Molière en costumes
Alors que 2022 marque le 400e anniversaire de la naissance de Molière, un grand nombre d’hommages, d’expositions et de représentations spéciales sont organisés pour honorer l’un des plus grands dramaturges de tous les temps. Véronique Meunier-Delissnyder, conservatrice générale des bibliothèques et directrice adjointe du département des arts du théâtre de la Bibliothèque nationale de France – et Delphine Pinasa, directrice du Centre national du costume de scène à Moulins – nous font découvrir « Molière en costumes », une exposition qui explore les costumes exceptionnels associés à ses œuvres.
Molière est l’auteur français le plus joué au monde aujourd’hui. Comment expliquez-vous ce succès de nos jours encore ?
Observateur lucide de la société du XVIIe siècle, Molière met en scène à travers ses comédies, des personnages et des intrigues qui font la critique des comportements humains et de leurs vices. Il imagine une galerie de personnages dont il dépeint avec malice et humour leurs faiblesses, leurs jalousies, leurs déficiences, plus rarement leurs vertus ! Ces imperfections sont avant tout des traits de caractères humains qui font terriblement écho auprès de nos sociétés contemporaines. L’exposition Molière en costumes invite le visiteur à découvrir ces grands personnages de l’œuvre de Molière selon un parcours organisé autour de thématiques telles que : les vices, la satire de la médecine et de la religion, la raillerie du bourgeois ridicules, la jalousie, l’infidélité, la condition des femmes…
Dans les pièces de Molière, l’apparence est un thème récurrent. Quel est le rôle de la mode dans son œuvre d’après vous ?
La scène du maître tailleur dans le « Bourgeois gentilhomme » est l’un des moments les plus marquant pour refléter le rôle de la mode dans l’œuvre de Molière. L’auteur prend prétexte des excès vestimentaires de la mode portée à la cour du roi Louis XIV pour en faire la critique. Il s’amuse des bourgeois rêvant de devenir gentilhommes ou des « Précieuses ridicules » qui aspirent à accéder à la noblesse. Leur ascension sociale passe par l’art du paraître et les protagonistes se parent de riches tenues, garnies de canons de rubans, de dentelles aux jabots et aux engageantes, de plumes ornant les chapeaux, de hautes perruques historiques. Les silhouettes largement exagérées sur scène révèlent le ridicule et l’outrecuidance des personnages.
Quel costume exprime le mieux, selon vous, cette relation entre Molière et la mode dans l’exposition ?

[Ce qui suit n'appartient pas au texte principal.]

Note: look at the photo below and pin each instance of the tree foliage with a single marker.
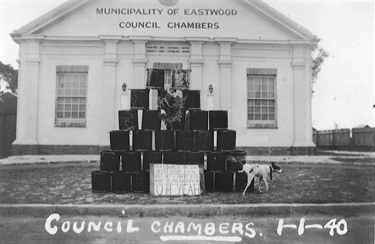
(10, 76)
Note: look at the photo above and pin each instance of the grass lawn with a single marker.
(71, 184)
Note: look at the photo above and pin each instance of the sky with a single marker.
(344, 92)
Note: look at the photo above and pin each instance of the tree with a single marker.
(10, 76)
(319, 55)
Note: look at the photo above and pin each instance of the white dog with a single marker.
(260, 171)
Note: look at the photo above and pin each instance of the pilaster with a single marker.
(140, 61)
(28, 93)
(110, 94)
(302, 96)
(225, 63)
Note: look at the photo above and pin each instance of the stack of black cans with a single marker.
(201, 138)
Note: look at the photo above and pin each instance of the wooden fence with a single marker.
(356, 139)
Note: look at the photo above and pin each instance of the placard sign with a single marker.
(176, 180)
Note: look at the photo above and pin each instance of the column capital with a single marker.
(196, 62)
(298, 65)
(140, 62)
(110, 61)
(225, 63)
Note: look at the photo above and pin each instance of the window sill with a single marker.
(70, 124)
(261, 126)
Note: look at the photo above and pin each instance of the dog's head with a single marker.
(276, 168)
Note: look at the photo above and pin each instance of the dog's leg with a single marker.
(265, 182)
(250, 177)
(260, 183)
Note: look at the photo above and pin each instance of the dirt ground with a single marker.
(300, 183)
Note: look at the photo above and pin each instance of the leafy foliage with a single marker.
(319, 55)
(170, 109)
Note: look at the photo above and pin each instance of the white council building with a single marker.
(76, 60)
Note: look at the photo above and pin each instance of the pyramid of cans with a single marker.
(199, 138)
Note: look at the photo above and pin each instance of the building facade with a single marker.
(79, 62)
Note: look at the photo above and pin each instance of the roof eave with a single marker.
(48, 18)
(282, 19)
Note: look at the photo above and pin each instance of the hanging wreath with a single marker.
(171, 107)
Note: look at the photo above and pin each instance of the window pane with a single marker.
(261, 98)
(68, 107)
(69, 87)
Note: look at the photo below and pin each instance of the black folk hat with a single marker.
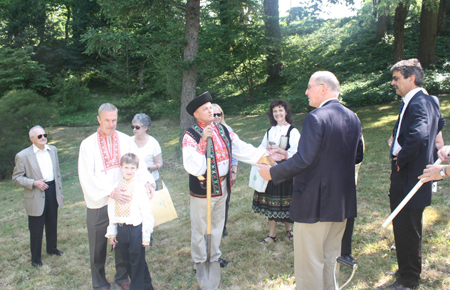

Plusieurs costumes peuvent prétendre à exprimer la relation particulière entre Molière et la mode. Les metteurs en scène et créateurs de costumes interprètent les œuvres de manière très particulière pour chaque production. Par exemple, le costume de Tartuffe dans la mise en scène de Michel Fau au Théâtre de la Porte Saint-Martin en 2017, a été conçu par Christian Lacroix. Cet habit, réalisé en taffetas « rose shocking » jusqu’au bas et chaussures assortis, est bien peu conforme à celui d’un fervent dévot ! Tous les costumes de servantes et de valets, font écho aux usages vestimentaires de l’époque de Molière mais avec une vision spécifique sans cesse renouvelée. Des couturiers et maisons de haute couture ont depuis toujours participé aux productions théâtrales, avec des interventions plus ou moins régulières selon les époques. Le costume de danseuse pour Melle Berthe Cerny dans « La Comtesse d’Escarbagnas » pièce donnée à la Comédie-Française en 1910 a été acheté chez Paquin.
De quelle façon un costume de théâtre contribue à caractériser un personnage ?
Au sein d’un spectacle, le costume joue plusieurs rôles selon son apparence physique et ses caractéristiques esthétiques. Élément visible et matériel de la représentation, il contribue par ses couleurs, ses formes, son traitement décoratif, usures, ornements… sa modernité ou son apparente historicité, à la définition du personnage. Le théâtre, au sens large du terme, convie le spectateur à une fiction dont les codes et les partis pris sont préalablement acceptés par l’auditoire. Le créateur de costumes imagine des silhouettes selon les intentions du metteur en scène et dans une perspective d’ensemble qui intègre également la scénographie et au-delà même, la dramaturgie qui se déroule sur scène. L’interprétation d’un rôle passe, entre autres, par un travail de transformation et d’imagination, le costume, en tant que seconde peau de l’acteur, apparaît comme un des éléments de cette métamorphose, aussi bien pour le public que pour l’artiste.
“Molière en Costumes” se poursuit jusqu’au 6 novembre 2022 au Centre national du costume de scène.